Die meisten Menschen, die ich treffe bzw. kenne tragen in sich ein Päckchen voller Ge- und Verbote. Das sind Sätze, die wir von unseren Bezugspersonen von Kind auf gehört oder mitbekommen haben, und die wir verinnerlicht haben, um in unserem Umfeld zurecht zu kommen. "Stell dich nicht so an", "Jetzt nerv nicht so rum!", "Was glaubst du, wer du bist?!", "Wie siehst du denn wieder aus?" übersetzen wir oft mit der Kernaussage: "Mach es allen recht", "Sei perfekt" und vor allem "Wage es nicht, du selbst zu sein".
Irgendwann merken wir vielleicht, dass wir unzufrieden mit unseren Strategien sind. Wie können wir entspannt Unterschiede oder Konflikte ansprechen, wenn wir gespeichert haben, dass z.B. die andere Person wichtiger ist als wir? Wie können wir unsere eigenen Grenzen wahrnehmen und formulieren, wenn wir als Kind eher dafür bestraft wurden, was anderes zu wollen als ein Elternteil?
--Spielplatzszene:
"Micha, wir wollen jezt mal nach Hause gehen!"

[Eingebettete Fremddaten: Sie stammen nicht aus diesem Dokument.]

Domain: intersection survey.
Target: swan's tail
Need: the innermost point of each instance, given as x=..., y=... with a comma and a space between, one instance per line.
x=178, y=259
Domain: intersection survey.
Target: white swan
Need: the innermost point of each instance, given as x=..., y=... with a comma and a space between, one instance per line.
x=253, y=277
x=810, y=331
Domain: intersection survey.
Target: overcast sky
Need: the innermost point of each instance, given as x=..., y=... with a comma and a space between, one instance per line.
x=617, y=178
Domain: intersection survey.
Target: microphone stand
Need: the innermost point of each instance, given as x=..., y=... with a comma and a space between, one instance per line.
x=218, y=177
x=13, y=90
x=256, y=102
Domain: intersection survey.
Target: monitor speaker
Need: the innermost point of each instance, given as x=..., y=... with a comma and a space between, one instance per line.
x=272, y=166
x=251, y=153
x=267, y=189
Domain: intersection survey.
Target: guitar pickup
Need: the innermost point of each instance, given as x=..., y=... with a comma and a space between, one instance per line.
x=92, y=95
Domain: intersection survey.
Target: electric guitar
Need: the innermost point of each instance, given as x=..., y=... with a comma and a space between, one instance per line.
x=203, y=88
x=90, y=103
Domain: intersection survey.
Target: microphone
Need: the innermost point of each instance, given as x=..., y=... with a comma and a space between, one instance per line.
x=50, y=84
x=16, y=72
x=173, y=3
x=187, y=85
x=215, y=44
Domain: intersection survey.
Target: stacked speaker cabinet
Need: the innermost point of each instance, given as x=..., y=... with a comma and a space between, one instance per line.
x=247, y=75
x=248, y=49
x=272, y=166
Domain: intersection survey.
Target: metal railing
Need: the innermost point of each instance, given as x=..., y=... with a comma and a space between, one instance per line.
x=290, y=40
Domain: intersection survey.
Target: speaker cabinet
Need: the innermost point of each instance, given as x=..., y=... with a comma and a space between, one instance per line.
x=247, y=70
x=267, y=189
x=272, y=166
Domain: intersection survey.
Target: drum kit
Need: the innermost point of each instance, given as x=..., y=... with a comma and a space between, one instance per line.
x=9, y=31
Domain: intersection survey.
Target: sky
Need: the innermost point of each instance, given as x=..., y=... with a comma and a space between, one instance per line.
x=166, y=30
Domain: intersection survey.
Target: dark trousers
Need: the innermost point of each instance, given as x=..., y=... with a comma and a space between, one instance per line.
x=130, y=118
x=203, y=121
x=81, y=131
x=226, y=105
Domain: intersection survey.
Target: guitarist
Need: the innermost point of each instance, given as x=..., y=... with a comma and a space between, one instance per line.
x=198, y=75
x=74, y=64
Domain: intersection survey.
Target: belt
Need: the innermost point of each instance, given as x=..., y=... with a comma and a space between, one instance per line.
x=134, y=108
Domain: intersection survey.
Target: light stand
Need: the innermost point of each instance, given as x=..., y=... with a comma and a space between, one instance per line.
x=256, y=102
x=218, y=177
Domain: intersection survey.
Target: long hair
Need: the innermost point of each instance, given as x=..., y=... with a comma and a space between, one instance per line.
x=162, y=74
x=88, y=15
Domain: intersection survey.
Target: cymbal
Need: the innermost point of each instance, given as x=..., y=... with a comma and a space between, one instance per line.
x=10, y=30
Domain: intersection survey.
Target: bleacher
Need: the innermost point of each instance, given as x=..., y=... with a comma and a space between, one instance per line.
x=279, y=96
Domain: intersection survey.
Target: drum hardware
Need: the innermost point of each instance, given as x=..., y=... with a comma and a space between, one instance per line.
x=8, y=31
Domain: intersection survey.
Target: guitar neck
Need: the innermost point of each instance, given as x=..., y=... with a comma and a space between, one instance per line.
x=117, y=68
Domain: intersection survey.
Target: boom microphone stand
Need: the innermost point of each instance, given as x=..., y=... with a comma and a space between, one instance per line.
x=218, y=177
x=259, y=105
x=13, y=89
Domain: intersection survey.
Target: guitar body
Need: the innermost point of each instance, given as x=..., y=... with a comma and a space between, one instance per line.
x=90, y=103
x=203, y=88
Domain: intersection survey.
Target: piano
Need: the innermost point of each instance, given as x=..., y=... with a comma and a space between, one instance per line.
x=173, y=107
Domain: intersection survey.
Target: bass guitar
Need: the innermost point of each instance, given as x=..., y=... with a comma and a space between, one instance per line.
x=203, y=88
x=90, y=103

"Ich will aber jetzt nicht nach Hause!"
"Doch, und fang nicht an zu meckern sonst gibt's kein Eis nachher."--
-- Arbeisszene:
"Micha, dein Arbeitsbereich wird demnächst neu strukturiert. Wir müssen ein Projektangebot schreiben, um die Finanzierung zu sichern, und das heisst, dass du jetzt die beratende Tätigkeit eher an Kerstin abgibst, weil du die Koordinierung besser machen kannst."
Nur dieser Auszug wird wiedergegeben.